Ben birileri gibi ‘üst akıl’ demiyorum. Bu proje 1990'ların başında yapıldı. Üç önemli isim var: Graham Muller, Morton Abramowitz, Paul Henze... Ortak noktaları ise üçünün de CIA'ın zamanın Türkiye ve Orta Doğu istasyon şefi olmaları... Bu iktidarın sürekli kullandığı "Yeni Türkiye" deyimi var. Graham Fuller'in yazdığı 80 sayfalık bir kitabının adı: Yeni Türkiye Cumhuriyeti. Bakın ne tesadüf! Bu kitapta Fuller, Yeni Türkiye'deki üç tane saç ayağına dayanıyor: 1- Kemalizm ölmüştür. (Çünkü Atatürk ve düşüncesi varken Türkiye'ye operasyon yapamıyorsunuz.) 2- Ilımlı İslam 3-Osmanlıcılık

Tanıdık geliyor değil mi? Ufuk Güldemir’e verdiği mülakattan, Fuller'in ağzından meseleyi okuyayım: “Atatürkçülük ölmüştür, Kemalizm miadını doldurmuştur, ulus-devlet dönemi bitmiştir. Türkiye Osmanlı gibi çok kültürlü, çok dinli ve çok ırklı bir yapıyı benimsemelidir. Bunun için en iyi yol Ilımlı İslam'dır.”

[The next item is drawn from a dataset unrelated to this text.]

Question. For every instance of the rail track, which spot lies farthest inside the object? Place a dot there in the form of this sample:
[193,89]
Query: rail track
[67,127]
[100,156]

2006 yılında Paul Henze'nin Beyaz Saray'a sunduğu rapor şu şekilde: “Türkiye'nin bu şekliyle Amerikan politikalarının yanında olacağından emin olamayız. Ülkeyi kuranlar denetim mekanizmasını çok sıkı tutmuşlar. Hükümeti ikna ettiğimizde meclis, meclisi ikna ettiğimizde ordu, orduyu ikna ettiğimizde yargı karşımıza geçebiliyor. Eğer Amerika'nın çıkarı Türkiye'de bir federal devletin kurulması ise, mutlaka ve öncelikle yargı-ordu-meclis ve hükümeti tek elde toplayan başkanlık rejimine geçilmelidir. Bir kişiyi ikna etmek, birbirini denetleyen yapıyı ikna etmekten çok daha kolay olacaktır.” 

Bütün bunlar çok net bir vaziyette, önümüze getirilen projenin bir CIA projesi olduğunu açıkça kanıtlıyor.

Yeni sistemin adını koyan Fethullah Gülen’dir

*Yeni anayasa ve yeni sistem söylediğiniz gibi bir CIA projesi ise Fethullah Gülen’in bu projeyle bağlantısı nedir?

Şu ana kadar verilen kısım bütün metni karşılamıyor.